We humans like to flatter ourselves that we are the only creatures on Earth with complex emotions, and that non-human creatures have neither feelings, nor free will (have you watched your pet dog or cat deliberate between two choices?), nor moral sentiments.
This is how narcissistic humans justify our disregard, neglect, abuse, and outright cruelty toward non-human creatures.
But science more and more is discovering that animals not only love and mourn (elephants would return to elephant graveyards to caress the bones of dead family members), have a sense of right and wrong, of justice and fairness (see “Animals can tell right from wrong“), they are also capable of acts of altruism — selfless acts to advance the wellbeing of another.
How else are we to interpret the selfless act of a mute turtle in the Taipei Zoo patiently laboring to flip another turtle whom (some malicious human?) had flipped onto its back?

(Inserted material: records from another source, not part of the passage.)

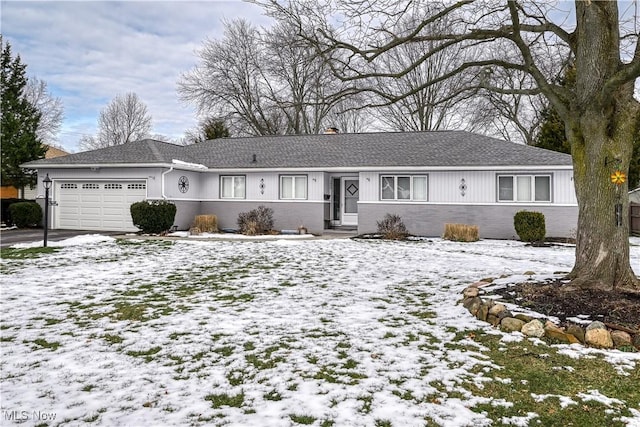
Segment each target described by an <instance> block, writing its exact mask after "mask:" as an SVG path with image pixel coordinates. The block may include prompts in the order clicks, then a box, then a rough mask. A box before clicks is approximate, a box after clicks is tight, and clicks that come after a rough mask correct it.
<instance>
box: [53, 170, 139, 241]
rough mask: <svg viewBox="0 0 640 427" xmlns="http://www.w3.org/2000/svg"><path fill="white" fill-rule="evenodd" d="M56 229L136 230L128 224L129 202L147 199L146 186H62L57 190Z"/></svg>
mask: <svg viewBox="0 0 640 427" xmlns="http://www.w3.org/2000/svg"><path fill="white" fill-rule="evenodd" d="M56 192H57V193H56V200H57V201H58V206H57V212H56V218H57V221H56V224H54V226H55V227H57V228H69V229H87V230H105V231H111V230H112V231H137V230H138V229H137V227H135V226H134V225H133V223H132V221H131V213H130V206H131V204H132V203H134V202H137V201H141V200H145V199H146V195H147V192H146V183H145V182H144V181H131V182H108V181H104V182H87V181H78V182H74V183H63V184H60V185H58V186H57V187H56Z"/></svg>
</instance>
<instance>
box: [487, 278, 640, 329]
mask: <svg viewBox="0 0 640 427" xmlns="http://www.w3.org/2000/svg"><path fill="white" fill-rule="evenodd" d="M563 284H564V282H563V281H562V280H560V279H555V280H549V281H545V282H525V283H518V284H515V285H510V286H508V287H503V288H498V289H493V290H492V291H491V293H493V294H496V295H500V296H501V297H502V299H503V300H504V301H506V302H508V303H512V304H516V305H518V306H520V307H524V308H527V309H529V310H533V311H535V312H537V313H540V314H543V315H545V316H555V317H557V318H559V319H560V321H561V323H562V324H563V325H566V323H567V318H570V317H578V316H579V315H587V316H588V318H585V317H584V316H580V317H581V318H583V319H585V320H591V321H595V320H599V321H601V322H604V323H608V324H612V325H618V326H622V328H629V329H632V330H635V331H640V296H638V295H631V294H625V293H621V292H602V291H590V290H580V291H572V292H570V293H567V292H564V291H563V290H562V289H561V287H562V285H563Z"/></svg>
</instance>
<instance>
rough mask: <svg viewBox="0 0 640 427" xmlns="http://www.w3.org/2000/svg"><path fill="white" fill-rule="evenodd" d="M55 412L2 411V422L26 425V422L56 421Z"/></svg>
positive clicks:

Now we have more evidence of animal altruism, from India. The AP reports on Dec. 25, 2014, that onlookers at a crowded train station in northern Indian city of Kanpur watched in astonishment as a monkey (#1) came to the rescue of another monkey (#2).
Monkey #2 had made the mistake of touching some high-tension wires on the railroad track, was electrocuted, knocked unconscious, and appeared to be dead.
The good Samaritan monkey #1 administered monkey first aid to his friend by biting and sucking its head and neck, lifting the friend’s motionless body, shaking it, then dipping his friend into a mud puddle.
Finally, after 20 minutes of first aid, the electrocuted monkey, now covered in mud, regained consciousness, opened its eyes, sat up and got its back massaged by hero monkey.